Bajó una ligera bruma cubriendo los campos.
Innumerables luces relucían por la parte de Ginebra, que parecía estar más cerca cada vez. Pero a mi alrededor todo era negrura. Al fulgor de una linterna, iba como en un sueño, melancólica, agotada, ausente. Caminé siguiendo las indicaciones de Julot: llegué al pueblo, rodeé la fuente y me hallé delante del paso a nivel.
Silencio. ¡Nadie!
Mis compañeros habían desaparecido. Era como si se hubieran desvanecido...
Yo estaba allí parada, sin saber qué dirección tomar. Tiritaba. Aproveché ese nuevo descanso para volver a ponerme los zapatos. Estaba segura de hallarme en el lugar donde Julot tendría que mostrarnos el paso para cruzar las vías. Pero no podía distinguir nada de nada, de lo densa que era aquella bruma.
Por un segundo, me vino la idea de volver sobre mis pasos, coger los dos carnés y regresar al albergue; pero, al mismo tiempo, sentía que no lo lograría jamás.
Mi cansancio físico era tal que experimentaba una indolencia cercana al abatimiento. De repente, me entró mucho sueño.
Me desperté por un esfuerzo inconsciente. Este breve respiro me permitió recuperar un poco las fuerzas. Habituada ya a la oscuridad, distinguí vagamente una carretera que torcía a la izquierda. A tres pasos, delante de mí, había un barranco a lo largo del cual se alzaban las sombras de unos árboles. No podía ir más lejos sin antes inspeccionar un poco la zona. Se me ocurrió explorar aquel barranco para ver hasta dónde conducía.
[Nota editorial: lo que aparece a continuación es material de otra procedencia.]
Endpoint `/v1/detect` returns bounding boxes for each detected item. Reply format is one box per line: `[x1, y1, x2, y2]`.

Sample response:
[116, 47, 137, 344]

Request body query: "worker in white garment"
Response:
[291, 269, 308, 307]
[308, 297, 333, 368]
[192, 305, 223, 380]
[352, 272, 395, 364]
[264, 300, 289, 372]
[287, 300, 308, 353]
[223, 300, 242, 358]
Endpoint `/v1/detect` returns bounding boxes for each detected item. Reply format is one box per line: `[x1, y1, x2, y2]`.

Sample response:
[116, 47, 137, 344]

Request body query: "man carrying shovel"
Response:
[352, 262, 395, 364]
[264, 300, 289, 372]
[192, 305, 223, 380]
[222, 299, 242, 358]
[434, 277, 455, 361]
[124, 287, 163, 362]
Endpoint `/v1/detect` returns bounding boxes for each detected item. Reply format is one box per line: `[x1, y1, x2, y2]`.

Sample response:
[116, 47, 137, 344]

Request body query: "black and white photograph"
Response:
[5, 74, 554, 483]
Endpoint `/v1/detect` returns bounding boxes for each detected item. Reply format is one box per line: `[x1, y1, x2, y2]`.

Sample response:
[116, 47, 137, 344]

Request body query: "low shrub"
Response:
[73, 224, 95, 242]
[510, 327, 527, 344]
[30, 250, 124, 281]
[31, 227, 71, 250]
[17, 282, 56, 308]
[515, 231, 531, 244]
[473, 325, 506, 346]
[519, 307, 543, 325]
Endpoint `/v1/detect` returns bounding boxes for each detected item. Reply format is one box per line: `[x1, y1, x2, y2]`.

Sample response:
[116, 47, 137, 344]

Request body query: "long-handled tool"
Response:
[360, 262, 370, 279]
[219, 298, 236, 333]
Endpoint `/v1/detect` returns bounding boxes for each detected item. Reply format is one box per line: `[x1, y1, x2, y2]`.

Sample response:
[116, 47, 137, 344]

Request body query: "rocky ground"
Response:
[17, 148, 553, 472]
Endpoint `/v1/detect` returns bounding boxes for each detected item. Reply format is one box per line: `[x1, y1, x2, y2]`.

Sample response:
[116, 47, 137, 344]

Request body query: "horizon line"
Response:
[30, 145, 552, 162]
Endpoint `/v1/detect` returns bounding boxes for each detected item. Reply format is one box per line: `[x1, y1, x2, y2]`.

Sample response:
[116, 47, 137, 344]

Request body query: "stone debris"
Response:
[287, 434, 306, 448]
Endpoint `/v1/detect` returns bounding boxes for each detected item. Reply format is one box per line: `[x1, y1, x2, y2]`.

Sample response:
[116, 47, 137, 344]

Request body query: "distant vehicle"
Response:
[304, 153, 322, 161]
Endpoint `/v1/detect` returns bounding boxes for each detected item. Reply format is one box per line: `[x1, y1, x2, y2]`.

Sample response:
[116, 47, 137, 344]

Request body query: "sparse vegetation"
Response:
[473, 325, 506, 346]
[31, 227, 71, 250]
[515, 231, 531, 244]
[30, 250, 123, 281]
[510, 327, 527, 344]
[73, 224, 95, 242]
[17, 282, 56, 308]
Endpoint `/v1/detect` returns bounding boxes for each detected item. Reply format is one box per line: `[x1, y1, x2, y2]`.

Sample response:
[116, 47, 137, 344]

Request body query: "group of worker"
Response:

En cuanto decidí hacerlo, el lugar ejerció en mí un extraño atractivo, una misteriosa fascinación. Avanzaba a tientas... cuando, súbitamente, una luz cegadora me dio en plena cara y me deslumbró. Con los ojos instintivamente cerrados, oí que una voz me interpelaba con tono guasón:
—¡Mira por dónde! ¿Qué hace usted aquí, en plena noche?
Era un guardia de aduanas.
—¿Está buscando a sus compañeros que la han precedido? —prosiguió aquel hombre—. Pues venga, que la están esperando.
Me cogió del brazo.
Caminamos no más de cincuenta pasos hasta llegar a la oficina de la aduana. Iluminada por las linternas, vi la barrera móvil. Al otro lado, a escasos metros... Suiza.